The shape of my input tensor i (1,1,64,64), so the batch size is 1 and the image is grayscale.

i ran the following code , but i am getting initial loss in around 3.4 , which is more than 1. What could be the reason that my model is not learning ?

class neural_net(nn.Module):

def __init__(self):
    super().__init__()
    self.input = nn.Linear(64 * 64, 256)
    self.hidden1 = nn.Linear(256, 256)
    self.output = nn.Linear(256, 40)

def forward(self, x):
    x = F.relu(self.input(x))
    x = F.relu(self.hidden1(x))
    x = self.output(x)
    return F.log_softmax(x,dim=1)

network1 = neural_net()
optimizer = optim.Adam(network1.parameters(), lr = 0.001)

for epoch in range(10):
    for data in train_dl:  
         X, y = data  
        network1.zero_grad()  
        output = network1(X.view(-1,4096))  
       loss = F.cross_entropy(output, y)  
       loss.backward()  
       optimizer.step() 
print(loss)

Also there is another issue i found, i am giving cross_entropy loss to calculate the loss but i am getting NLLLossbackword in the output. What could be the reason for that.

chetan_patil · July 11, 2020, 1:01pm

Hi,

During the first forward-pass, loss is expected to be around log(num_classes) ie
log(40) = 3.688.
Adding to your point of loss>1, it is not necessary that loss should be always <1.
nn.CrossEntropyLoss() is actually a combination of nn.LogSoftmax() and nn.NLLLoss(). Refer this doc.
That’s why it when you print loss, it shows <grad_fn = NLLLossBackward>

Haider_Ali_Shuvo · July 11, 2020, 1:36pm

The Cross Entropy loss applies softmax inside itself, So either use Cross Entropy loss on top of Unnormalized Scores or use Softmax+NLLL Loss

chetan_patil · July 11, 2020, 2:57pm

Your code uses a LogSoftmax() in the last layer.
In that case, the loss function you must use will be F.nll_loss(output, y) instead of F.cross_entropy(output, y)

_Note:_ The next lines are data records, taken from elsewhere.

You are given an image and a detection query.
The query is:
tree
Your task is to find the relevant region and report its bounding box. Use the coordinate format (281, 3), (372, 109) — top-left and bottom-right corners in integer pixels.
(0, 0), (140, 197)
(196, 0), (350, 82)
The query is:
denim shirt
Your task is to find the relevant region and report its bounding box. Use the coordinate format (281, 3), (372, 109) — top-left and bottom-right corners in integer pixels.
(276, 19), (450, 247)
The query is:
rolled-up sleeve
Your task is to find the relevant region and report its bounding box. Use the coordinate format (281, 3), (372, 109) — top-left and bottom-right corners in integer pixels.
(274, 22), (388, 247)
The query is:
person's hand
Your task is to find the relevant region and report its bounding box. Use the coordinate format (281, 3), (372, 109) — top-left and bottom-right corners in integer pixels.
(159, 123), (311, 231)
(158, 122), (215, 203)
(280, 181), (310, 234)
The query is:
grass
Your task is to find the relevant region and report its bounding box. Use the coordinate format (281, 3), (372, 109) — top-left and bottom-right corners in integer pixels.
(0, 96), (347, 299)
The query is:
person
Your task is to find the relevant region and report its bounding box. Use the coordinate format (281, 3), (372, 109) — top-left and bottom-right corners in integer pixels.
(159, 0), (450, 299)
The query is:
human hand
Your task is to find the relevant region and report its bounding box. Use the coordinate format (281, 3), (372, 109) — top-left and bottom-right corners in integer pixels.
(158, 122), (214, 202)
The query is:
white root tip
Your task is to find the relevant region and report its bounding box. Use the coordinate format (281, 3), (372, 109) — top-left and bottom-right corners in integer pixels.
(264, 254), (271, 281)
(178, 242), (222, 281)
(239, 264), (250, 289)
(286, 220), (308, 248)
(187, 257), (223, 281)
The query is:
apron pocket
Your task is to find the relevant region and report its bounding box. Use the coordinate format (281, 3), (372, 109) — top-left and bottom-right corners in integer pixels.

alpha_omega_alpha · July 11, 2020, 3:34pm

Hi @the_coder,

In the training loop, you might also want to zero out the optimizer gradients instead of the network .
So, try:

for epoch in range(10):
    for data in train_dl:  
        X, y = data  
        optimizer.zero_grad()  
        output = network1(X.view(-1,4096))  
        loss = F.cross_entropy(output, y)  
        loss.backward()  
        optimizer.step() 
print(loss)

the_coder · July 11, 2020, 4:22pm

Still my model is not learning, it is giving same classification for all samples in the test dataset. so accuracy is around 2.5 %

chetan_patil · July 11, 2020, 4:25pm

Assuming the last layer is F.log_softmax(), did you change the loss function to F.nll_loss() ?

the_coder · July 11, 2020, 4:27pm

Yes, i changed the loss from cross_entropy to nll_loss , still the model refuses to learn.

chetan_patil · July 11, 2020, 4:34pm

Okay, then you can try increasing the layers in the neural network.
Also, just take one mini-batch and keep on using the same mini-batch and see if the loss really goes to zero or accuracy approaches 100%.
That’s one way to debug your network.